James J Cummings

Lung fluid balance in lambs before and after premature birth.

The purpose of this study was to see if lung vascular protein permeability is greater in preterm lambs with respiratory distress than it is in lambs without lung disease. We measured pulmonary vascular pressures, lung lymph flow, and concentrations of protein in lymph and plasma of 10 chronically catheterized preterm lambs (gestation 133 +/- 1 d) for 2-4 h before and for 4-8 h after delivery by cesarean section. All lambs were treated with mechanical ventilation after birth and received a constant intravenous infusion of glucose-saline solution at an hourly rate of 10 ml/kg. Respiratory failure developed in six lambs, in which there was a sustained threefold postnatal increase in lung lymph flow and lymph protein flow, with an even greater increase in pleural liquid drainage. Concentrations of protein in lymph and pleural liquid were almost identical, averaging approximately 75% of the plasma protein concentration. In the four preterm lambs without lung disease, lymph flow and lymph protein flow were either near or below fetal values by 6-8 h after birth, and there was little or no pleural liquid drainage. Extravascular lung water averaged 7.3 +/- .8 g/g dry lung in lambs with respiratory failure compared to 4.8 +/- .5 g/g dry lung in lambs without lung disease. Thus, pulmonary edema with abnormal leakage of protein-rich liquid from the lung microcirculation into the interstitium is an important pathological feature of the respiratory disease that often occurs after premature birth.

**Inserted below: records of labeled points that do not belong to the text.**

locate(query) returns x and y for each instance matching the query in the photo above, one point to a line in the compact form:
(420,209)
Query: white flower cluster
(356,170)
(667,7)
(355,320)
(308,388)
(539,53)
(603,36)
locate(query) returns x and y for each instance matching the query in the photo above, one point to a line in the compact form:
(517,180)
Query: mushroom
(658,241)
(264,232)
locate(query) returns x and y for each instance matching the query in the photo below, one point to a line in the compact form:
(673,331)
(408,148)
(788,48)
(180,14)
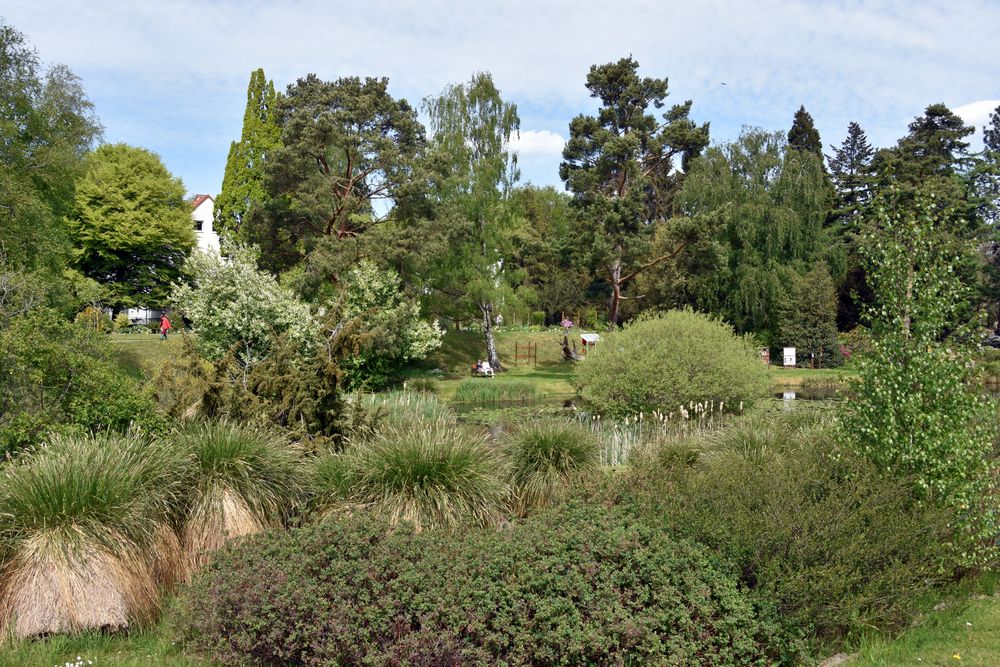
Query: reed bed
(619,438)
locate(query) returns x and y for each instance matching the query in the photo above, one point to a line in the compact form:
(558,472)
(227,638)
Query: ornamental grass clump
(433,474)
(79,519)
(243,479)
(546,458)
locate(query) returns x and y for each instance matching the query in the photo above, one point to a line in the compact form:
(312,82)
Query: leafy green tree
(914,413)
(803,135)
(807,315)
(472,128)
(769,207)
(346,164)
(131,227)
(620,167)
(243,183)
(47,125)
(389,330)
(59,376)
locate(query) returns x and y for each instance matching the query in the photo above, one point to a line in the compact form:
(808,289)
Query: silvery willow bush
(665,361)
(915,413)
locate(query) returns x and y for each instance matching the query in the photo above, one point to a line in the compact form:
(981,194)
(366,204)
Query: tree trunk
(491,344)
(616,291)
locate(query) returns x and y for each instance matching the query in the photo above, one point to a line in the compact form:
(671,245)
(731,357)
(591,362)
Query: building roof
(200,199)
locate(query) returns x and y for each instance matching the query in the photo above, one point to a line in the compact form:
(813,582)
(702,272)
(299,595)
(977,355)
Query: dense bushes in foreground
(838,547)
(580,584)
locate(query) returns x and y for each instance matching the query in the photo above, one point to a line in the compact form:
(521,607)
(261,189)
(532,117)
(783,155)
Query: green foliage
(243,182)
(659,363)
(131,226)
(94,318)
(58,375)
(768,205)
(914,414)
(236,308)
(837,546)
(481,391)
(807,316)
(112,490)
(345,166)
(619,165)
(475,172)
(578,585)
(47,124)
(433,474)
(390,331)
(803,136)
(546,459)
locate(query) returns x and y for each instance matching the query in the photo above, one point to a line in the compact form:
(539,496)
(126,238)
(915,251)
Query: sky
(171,75)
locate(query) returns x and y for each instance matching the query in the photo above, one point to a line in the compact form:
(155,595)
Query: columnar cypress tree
(851,169)
(804,136)
(243,183)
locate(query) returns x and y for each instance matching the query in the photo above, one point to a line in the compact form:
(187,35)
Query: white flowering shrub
(235,307)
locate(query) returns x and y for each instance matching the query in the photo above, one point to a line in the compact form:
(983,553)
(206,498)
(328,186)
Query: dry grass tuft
(48,589)
(244,479)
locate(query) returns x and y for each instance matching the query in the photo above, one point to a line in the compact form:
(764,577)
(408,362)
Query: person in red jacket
(164,326)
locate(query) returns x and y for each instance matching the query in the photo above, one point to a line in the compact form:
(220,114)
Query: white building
(206,240)
(203,209)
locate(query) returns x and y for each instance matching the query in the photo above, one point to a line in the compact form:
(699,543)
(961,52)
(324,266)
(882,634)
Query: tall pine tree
(243,183)
(804,136)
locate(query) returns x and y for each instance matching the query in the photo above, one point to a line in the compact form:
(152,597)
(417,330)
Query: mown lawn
(143,354)
(967,633)
(139,649)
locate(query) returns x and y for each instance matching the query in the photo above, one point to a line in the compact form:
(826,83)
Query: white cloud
(978,113)
(172,75)
(538,142)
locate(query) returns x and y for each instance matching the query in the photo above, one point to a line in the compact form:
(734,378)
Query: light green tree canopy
(131,227)
(476,171)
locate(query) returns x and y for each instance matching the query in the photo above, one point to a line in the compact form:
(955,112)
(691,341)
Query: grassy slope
(461,349)
(151,647)
(143,354)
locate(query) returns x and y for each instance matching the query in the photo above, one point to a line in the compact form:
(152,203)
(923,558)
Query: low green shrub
(63,376)
(546,458)
(837,546)
(482,391)
(433,474)
(668,361)
(575,585)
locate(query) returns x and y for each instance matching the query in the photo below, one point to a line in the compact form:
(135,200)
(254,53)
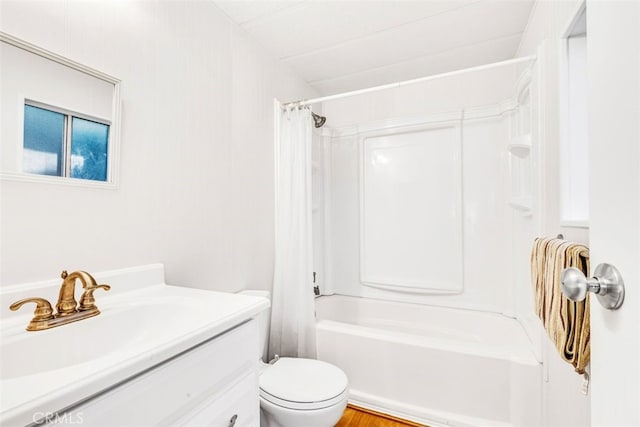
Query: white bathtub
(432,365)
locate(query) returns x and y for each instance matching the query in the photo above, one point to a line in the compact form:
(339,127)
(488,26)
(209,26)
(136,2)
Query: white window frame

Intrapulmonary terbutaline and aminophylline decrease lung liquid in fetal lambs.

ABSTRACT: To see if phosphodiesterase inhibition might enhance the effect of β-adrenergic stimulation on fetal lung liquid secretion, we studied the independent and combined effects of intrapulmonary terbutaline and aminophylline on net production of lung luminal liquid over time (Jv) in fetal lambs with chronically placed tracheal loop catheters. We calculated Jv during baseline and experimental periods (90–120 min each) by measuring serial concentrations of 125I-albumin, an impermeant tracer that was well mixed in the luminal liquid. In 21 experiments, tracheal instillation of terbutaline (10-5 M) decreased Jv from 11 ± 1 (mean ± SEM) to −3 ± 2 mL/h. In six other studies, aminophylline (10-3 M) alone had no significant effect on Jv. In 12 experiments, we gave the two drugs sequentially: terbutaline decreased Jv from 11 ± 2 to −3 ± 2 mL/h and aminophylline further decreased Jv to −8 ± 2 mL/h. Amiloride (10-4 M), an inhibitor of epithelial Na+ transport, reversed the combined effect of terbutaline and aminophylline, increasing Jv to 8 ± 1 mL/h. Thus, phospho-diesterase inhibition enhances the β-adrenergic effect of terbutaline on Na+-dependent absorption of liquid from the lung lumen of fetal lambs.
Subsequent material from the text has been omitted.